My vision for CIT was rooted in Co-operation Ireland’s longstanding experience of fostering collaborative responses to shared challenges within and across community divides. 

Whilst what was delivered through Communities in Transition is important, paramount for me was how activity is delivered – in a way that puts local people at heart of decision making, empowering them to address challenges in their local area through collaborative approaches based on trust and mutual respect. 

This community-driven approach ensured that solutions were not imposed from the outside but developed from within, reflecting the unique needs and aspirations of each community.

Commissioned projects were deliberately structured to be flexible, allowing delivery partners to co-design activities and interventions alongside participants.

This approach incorporated forums and engagement platforms to encourage collaboration, underpinned by the belief that everyone has a positive contribution to make towards societal improvement. Change, we believe, is best achieved through collective action grounded in personal relationships.

In 2021 a new phase of CIT funding was announced, and with it a new objective to ‘Build Community Resilience to paramilitarism, criminality and coercive control’.

Whilst similar to community capacity the adoption of the concept of ‘community resilience’ by the EPPOC created a need for a shared understanding of what community resilience is and how it might be measured.

One of my most significant achievements within CIT was to develop an agreed understanding of community resilience (the capacity of a community to respond positively to ongoing adversity and risk) and a framework to measure the impact of CIT on community resilience.

This framework, created using a participatory approach, has now been adopted by the Northern Ireland Office (NIO) and across the Executive Programme for Paramilitarism and Organised Crime.

In designing this framework I drew on the work of InterPeace and their publication ‘Assessing Resilience of Peace’. They suggest there are three different types of resilience, aborptive resilience (the ability to keep going in the face of adversity), adaptive resilience (the ability to find a way to work around adversity) and transformative resilience (the ability to remove adversity). 

In the 20 years I have worked with communities in Northern Ireland I have witnessed both absorptive and adaptive resilience in abundance, particularly from CIT delivery partners and participants.

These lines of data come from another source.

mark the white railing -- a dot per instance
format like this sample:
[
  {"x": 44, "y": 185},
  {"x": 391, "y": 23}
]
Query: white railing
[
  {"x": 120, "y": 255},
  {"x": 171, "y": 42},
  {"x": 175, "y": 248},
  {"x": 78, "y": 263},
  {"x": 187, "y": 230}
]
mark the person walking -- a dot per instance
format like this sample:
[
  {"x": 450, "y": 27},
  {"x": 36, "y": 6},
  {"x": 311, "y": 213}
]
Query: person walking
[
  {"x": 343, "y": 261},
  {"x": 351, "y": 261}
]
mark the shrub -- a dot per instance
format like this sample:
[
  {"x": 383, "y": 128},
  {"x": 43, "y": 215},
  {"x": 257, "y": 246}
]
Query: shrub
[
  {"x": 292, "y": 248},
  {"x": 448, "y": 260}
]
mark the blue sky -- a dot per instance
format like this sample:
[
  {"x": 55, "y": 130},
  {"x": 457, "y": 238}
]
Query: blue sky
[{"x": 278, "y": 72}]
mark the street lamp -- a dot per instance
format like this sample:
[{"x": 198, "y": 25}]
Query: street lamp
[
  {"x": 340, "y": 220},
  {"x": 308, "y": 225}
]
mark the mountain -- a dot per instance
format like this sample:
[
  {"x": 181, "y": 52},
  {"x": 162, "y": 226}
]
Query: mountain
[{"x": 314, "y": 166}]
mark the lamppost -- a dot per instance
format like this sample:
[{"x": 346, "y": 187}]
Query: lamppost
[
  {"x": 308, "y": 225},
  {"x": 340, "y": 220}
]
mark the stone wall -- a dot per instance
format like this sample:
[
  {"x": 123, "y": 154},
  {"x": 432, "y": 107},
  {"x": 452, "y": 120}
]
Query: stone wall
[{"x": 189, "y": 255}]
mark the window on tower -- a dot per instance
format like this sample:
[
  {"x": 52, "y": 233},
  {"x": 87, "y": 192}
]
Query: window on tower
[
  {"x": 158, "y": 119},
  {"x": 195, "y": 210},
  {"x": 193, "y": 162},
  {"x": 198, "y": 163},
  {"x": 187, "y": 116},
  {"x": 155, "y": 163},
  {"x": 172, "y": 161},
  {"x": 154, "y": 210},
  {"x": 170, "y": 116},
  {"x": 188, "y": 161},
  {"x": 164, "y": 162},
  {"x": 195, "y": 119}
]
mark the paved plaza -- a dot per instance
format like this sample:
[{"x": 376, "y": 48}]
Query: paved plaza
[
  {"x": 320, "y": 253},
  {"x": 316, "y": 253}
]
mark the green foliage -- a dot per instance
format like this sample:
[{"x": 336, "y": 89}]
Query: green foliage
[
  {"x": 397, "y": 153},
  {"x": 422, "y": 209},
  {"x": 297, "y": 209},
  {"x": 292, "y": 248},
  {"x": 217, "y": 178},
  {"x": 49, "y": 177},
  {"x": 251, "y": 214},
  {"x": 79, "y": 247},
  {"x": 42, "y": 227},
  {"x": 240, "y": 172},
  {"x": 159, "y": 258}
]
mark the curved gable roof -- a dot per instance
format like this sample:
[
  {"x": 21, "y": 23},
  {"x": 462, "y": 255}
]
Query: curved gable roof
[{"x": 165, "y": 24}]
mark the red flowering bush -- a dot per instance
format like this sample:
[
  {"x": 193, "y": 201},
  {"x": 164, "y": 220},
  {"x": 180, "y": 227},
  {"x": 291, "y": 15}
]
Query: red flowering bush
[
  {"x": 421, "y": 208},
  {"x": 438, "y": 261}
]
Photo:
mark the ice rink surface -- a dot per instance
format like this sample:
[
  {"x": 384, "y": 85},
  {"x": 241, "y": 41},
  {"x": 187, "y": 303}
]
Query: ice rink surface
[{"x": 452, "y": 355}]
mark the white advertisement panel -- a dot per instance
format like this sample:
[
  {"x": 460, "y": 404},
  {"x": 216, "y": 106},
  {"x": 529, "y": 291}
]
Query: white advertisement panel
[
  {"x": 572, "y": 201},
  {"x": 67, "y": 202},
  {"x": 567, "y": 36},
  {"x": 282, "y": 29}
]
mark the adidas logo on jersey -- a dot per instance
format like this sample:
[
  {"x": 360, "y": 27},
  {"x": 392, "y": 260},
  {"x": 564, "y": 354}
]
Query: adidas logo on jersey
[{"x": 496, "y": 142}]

However, I believe transformative resilience to paramilitarism, criminality and organised crime cannot be increased at a local community level without also working to address those structural issues, like poverty, that make some communities in Northern Ireland more vulnerable to criminality and coercive control. 

From the outset of the Communities in Transition project we recognised one of these issues is the disconnection people have from the decisions that affect them, particularly if there is a perception that paramilitary ‘gatekeepers’ control or are enabled to act as community spokespersons.

Deliberative democracy approaches are a potential solution to this issue, which is why at Co-operation Ireland we developed our own capacity to facilitate deliberative dialogue processes through the three years of the Voice Matters Project.

Moving forward I firmly believe there needs to be continued investment in community led initiatives that enable communities to effect positive change in their local area.

Alone this will not lead to an end to paramilitary groups. There also needs to be a process, using deliberative democracy processes, that will enable people from all spectrums of society to have a say and play a role in identifying and building on those factors that will make Northern Ireland as a whole more resilient to paramilitarism, criminality and organised crime.